Karbownica

Litwo, Ojczyzno moja! ty jesteś jak zdrowie;
          Ile cię trzeba cenić, ten tylko się dowie,
          Kto cię stracił. Dziś piękność twą w całej ozdobie
          Widzę i opisuję, bo tęsknię po tobie.
          
          Panno święta, co Jasnej bronisz Częstochowy
          I w Ostrej świecisz Bramie! Ty, co gród zamkowy
          Nowogródzki ochraniasz z jego wiernym ludem!
          Jak mnie dziecko do zdrowia powróciłaś cudem
          
          Gdy od płaczącej matki, pod Twoją opiekę
          Ofiarowany martwą podniosłem powiekę;
          I zaraz mogłem pieszo, do Twych świątyń progu
          Iść za wrócone życie podziękować Bogu
          
          Tak nas powrócisz cudem na Ojczyzny łono!...

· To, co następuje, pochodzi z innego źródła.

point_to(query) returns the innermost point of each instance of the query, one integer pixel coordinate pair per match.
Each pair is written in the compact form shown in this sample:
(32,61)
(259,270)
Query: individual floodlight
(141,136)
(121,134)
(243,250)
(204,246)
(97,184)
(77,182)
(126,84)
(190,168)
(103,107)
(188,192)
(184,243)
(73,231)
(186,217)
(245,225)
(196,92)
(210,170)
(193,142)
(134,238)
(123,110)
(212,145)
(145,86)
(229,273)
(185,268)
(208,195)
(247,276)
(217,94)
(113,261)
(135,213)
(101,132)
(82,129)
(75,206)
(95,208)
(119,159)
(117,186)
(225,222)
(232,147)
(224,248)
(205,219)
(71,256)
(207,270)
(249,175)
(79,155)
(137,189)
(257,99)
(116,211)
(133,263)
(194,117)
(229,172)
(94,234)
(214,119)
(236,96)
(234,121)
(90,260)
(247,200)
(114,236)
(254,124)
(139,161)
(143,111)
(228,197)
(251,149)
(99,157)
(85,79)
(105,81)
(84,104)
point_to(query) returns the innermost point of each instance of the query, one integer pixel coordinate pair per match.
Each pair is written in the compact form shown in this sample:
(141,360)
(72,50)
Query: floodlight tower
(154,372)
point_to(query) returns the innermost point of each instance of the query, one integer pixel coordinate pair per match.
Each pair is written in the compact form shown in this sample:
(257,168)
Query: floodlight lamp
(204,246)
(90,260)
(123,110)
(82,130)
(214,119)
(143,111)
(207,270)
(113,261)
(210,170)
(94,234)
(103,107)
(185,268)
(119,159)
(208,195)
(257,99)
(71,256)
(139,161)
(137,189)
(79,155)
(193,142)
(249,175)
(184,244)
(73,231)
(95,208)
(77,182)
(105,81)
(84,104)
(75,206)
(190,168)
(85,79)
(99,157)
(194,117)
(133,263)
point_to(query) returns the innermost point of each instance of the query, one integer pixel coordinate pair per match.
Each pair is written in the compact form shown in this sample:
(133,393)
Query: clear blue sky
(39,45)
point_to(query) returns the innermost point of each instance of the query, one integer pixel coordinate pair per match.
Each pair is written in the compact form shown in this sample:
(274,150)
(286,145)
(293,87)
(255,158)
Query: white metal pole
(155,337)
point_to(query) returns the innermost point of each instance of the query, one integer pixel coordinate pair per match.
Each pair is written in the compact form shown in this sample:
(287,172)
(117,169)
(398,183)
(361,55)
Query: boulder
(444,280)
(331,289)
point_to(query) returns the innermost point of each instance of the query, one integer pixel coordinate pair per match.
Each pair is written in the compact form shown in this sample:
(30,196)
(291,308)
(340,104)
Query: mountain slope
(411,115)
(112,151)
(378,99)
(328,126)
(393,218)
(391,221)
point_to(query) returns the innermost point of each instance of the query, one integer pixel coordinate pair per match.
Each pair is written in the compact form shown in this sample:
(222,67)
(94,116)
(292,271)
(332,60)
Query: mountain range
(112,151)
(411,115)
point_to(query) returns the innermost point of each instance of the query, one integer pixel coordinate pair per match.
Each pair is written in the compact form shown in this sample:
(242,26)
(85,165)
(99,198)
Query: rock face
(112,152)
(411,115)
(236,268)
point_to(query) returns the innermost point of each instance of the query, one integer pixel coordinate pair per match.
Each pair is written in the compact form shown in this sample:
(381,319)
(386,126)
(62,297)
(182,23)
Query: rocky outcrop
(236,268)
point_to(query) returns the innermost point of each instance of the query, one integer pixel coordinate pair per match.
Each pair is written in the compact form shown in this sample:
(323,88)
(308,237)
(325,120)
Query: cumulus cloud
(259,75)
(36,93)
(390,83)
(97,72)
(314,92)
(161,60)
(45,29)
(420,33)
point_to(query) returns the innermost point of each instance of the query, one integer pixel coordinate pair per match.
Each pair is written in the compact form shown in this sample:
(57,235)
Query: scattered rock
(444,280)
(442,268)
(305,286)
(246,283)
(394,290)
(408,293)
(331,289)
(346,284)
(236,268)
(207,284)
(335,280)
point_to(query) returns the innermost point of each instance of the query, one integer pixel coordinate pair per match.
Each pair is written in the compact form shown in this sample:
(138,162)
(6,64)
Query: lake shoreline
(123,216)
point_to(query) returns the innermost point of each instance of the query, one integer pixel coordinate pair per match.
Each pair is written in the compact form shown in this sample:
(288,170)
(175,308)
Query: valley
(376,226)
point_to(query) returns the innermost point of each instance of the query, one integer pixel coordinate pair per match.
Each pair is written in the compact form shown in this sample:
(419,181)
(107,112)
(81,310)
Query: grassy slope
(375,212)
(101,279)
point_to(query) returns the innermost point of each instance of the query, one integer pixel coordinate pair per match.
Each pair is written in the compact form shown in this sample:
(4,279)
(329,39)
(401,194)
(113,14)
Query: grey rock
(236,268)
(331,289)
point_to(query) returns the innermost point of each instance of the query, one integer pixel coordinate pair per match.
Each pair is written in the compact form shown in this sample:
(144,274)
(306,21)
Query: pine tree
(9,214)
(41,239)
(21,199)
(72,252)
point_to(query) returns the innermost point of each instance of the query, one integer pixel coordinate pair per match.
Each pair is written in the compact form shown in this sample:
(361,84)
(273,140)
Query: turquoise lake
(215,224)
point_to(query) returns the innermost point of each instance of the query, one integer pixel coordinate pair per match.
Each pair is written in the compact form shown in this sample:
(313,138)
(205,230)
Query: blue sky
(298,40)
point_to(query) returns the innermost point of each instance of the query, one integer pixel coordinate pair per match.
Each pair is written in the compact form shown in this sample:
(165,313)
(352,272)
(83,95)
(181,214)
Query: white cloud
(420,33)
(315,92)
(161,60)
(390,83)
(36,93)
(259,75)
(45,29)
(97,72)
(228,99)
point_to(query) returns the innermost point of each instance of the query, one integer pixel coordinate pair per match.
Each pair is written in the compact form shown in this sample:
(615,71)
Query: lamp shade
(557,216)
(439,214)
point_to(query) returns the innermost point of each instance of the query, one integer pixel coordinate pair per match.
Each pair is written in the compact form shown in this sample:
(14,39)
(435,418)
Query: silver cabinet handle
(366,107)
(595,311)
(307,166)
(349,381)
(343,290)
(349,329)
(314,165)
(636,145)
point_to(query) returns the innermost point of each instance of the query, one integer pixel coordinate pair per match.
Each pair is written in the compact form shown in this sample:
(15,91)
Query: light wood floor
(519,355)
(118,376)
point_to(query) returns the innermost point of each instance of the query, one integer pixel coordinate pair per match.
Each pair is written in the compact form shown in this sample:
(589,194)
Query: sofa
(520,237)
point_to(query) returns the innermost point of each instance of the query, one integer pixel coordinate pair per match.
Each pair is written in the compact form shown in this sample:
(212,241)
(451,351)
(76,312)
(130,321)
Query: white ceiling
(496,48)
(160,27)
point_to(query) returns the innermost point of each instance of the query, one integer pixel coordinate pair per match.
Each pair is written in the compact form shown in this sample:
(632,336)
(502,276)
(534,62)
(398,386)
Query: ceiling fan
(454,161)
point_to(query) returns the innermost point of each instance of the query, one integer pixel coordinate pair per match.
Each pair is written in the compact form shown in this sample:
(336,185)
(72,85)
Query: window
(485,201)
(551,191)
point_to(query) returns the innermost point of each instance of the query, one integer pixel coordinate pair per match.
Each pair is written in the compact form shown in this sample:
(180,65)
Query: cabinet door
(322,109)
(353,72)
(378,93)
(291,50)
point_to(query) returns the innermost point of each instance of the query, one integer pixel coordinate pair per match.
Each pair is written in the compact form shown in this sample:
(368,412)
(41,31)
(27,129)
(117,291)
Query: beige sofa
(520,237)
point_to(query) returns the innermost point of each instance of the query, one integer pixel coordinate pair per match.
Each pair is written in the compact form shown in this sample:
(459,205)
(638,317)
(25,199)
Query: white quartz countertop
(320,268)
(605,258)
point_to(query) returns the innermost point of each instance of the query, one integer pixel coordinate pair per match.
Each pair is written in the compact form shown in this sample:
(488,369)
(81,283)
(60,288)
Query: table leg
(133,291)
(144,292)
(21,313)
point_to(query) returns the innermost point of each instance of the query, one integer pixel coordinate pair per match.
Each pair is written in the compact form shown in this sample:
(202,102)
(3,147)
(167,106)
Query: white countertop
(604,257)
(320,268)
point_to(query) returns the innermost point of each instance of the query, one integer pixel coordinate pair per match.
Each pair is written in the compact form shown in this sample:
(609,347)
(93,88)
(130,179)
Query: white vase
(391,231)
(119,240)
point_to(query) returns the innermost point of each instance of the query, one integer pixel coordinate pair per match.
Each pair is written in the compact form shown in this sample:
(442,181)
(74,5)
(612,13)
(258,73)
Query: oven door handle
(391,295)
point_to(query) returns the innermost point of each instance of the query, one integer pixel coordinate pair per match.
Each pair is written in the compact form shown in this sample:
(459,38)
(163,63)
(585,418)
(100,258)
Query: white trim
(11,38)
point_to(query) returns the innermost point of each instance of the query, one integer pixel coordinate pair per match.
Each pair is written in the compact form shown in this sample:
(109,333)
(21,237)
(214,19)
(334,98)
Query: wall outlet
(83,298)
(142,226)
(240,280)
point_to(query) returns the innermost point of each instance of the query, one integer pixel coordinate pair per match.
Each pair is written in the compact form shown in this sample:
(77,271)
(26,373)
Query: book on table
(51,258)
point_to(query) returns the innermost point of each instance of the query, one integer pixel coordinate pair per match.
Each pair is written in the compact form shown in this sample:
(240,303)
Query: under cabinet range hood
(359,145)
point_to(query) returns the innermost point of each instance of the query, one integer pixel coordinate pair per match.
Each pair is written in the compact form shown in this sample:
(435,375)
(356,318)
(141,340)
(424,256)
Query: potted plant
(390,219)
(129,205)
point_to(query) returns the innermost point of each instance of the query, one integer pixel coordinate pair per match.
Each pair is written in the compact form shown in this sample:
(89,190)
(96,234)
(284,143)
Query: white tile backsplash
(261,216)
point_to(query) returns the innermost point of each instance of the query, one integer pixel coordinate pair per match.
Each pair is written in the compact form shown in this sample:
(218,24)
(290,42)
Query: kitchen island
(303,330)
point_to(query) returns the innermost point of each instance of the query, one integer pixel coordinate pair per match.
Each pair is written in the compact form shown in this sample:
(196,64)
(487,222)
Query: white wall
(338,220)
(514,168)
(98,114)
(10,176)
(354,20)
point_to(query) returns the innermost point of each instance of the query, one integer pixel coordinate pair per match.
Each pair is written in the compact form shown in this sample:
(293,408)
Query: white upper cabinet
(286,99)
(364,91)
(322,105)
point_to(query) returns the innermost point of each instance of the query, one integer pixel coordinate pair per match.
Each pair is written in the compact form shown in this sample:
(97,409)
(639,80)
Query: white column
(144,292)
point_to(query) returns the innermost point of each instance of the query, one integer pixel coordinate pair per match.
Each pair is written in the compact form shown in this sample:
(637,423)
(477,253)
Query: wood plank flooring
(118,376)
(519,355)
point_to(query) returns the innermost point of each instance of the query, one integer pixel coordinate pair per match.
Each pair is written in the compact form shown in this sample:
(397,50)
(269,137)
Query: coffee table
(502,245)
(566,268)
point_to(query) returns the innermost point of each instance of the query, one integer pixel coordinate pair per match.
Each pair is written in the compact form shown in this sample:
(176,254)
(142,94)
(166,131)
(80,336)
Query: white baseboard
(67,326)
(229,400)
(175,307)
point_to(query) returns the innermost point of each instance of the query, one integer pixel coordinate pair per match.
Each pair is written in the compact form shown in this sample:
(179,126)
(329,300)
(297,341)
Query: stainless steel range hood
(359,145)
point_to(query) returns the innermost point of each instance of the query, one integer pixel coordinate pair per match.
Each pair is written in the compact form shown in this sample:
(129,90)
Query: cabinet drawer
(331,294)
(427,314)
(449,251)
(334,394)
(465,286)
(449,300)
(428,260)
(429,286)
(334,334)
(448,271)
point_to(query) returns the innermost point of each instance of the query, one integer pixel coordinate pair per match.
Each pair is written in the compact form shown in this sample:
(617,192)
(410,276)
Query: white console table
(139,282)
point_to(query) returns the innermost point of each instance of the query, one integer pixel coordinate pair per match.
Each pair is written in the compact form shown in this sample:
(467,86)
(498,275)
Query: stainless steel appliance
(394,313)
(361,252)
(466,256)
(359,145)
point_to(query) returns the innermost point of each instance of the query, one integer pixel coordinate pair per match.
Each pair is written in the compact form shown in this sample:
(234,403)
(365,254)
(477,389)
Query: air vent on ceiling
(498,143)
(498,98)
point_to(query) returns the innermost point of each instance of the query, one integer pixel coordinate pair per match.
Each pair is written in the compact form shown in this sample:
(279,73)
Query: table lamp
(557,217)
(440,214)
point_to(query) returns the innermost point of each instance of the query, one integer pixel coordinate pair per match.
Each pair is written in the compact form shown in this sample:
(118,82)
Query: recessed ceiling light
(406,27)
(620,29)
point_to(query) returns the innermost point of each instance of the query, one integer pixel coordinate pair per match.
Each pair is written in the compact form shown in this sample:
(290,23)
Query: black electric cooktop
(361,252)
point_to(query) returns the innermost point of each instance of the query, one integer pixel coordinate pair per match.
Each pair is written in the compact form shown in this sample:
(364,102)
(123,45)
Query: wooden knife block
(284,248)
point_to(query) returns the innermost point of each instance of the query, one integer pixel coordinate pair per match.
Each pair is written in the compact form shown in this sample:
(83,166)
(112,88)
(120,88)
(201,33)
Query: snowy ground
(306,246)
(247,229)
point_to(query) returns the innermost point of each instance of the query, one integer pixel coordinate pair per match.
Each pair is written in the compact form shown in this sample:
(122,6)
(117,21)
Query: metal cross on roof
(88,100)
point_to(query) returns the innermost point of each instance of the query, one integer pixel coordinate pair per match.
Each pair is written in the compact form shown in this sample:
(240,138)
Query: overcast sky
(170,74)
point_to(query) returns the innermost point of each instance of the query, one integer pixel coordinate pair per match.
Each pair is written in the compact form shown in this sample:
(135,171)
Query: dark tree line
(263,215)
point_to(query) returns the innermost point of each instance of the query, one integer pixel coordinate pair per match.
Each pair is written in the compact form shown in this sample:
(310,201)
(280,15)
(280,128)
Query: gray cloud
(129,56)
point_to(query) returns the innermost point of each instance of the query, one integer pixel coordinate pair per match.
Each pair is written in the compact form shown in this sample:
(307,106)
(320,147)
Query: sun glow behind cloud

          Tymczasem, przenoś moją duszę utęsknioną
          Do tych pagórków leśnych, do tych łąk zielonych,
          Szeroko nad błękitnym Niemnem rozciągnionych;
          
          Do tych pól malowanych zbożem rozmaitem,
          Wyzłacanych pszenicą, posrebrzanych żytem;
          Gdzie bursztynowy świerzop, gryka jak śnieg biała,
          Gdzie panieńskim rumieńcem dzięcielina pała,
          A wszystko przepasane jakby wstęgą, miedzą
          Zieloną, na niej zrzadka ciche grusze siedzą.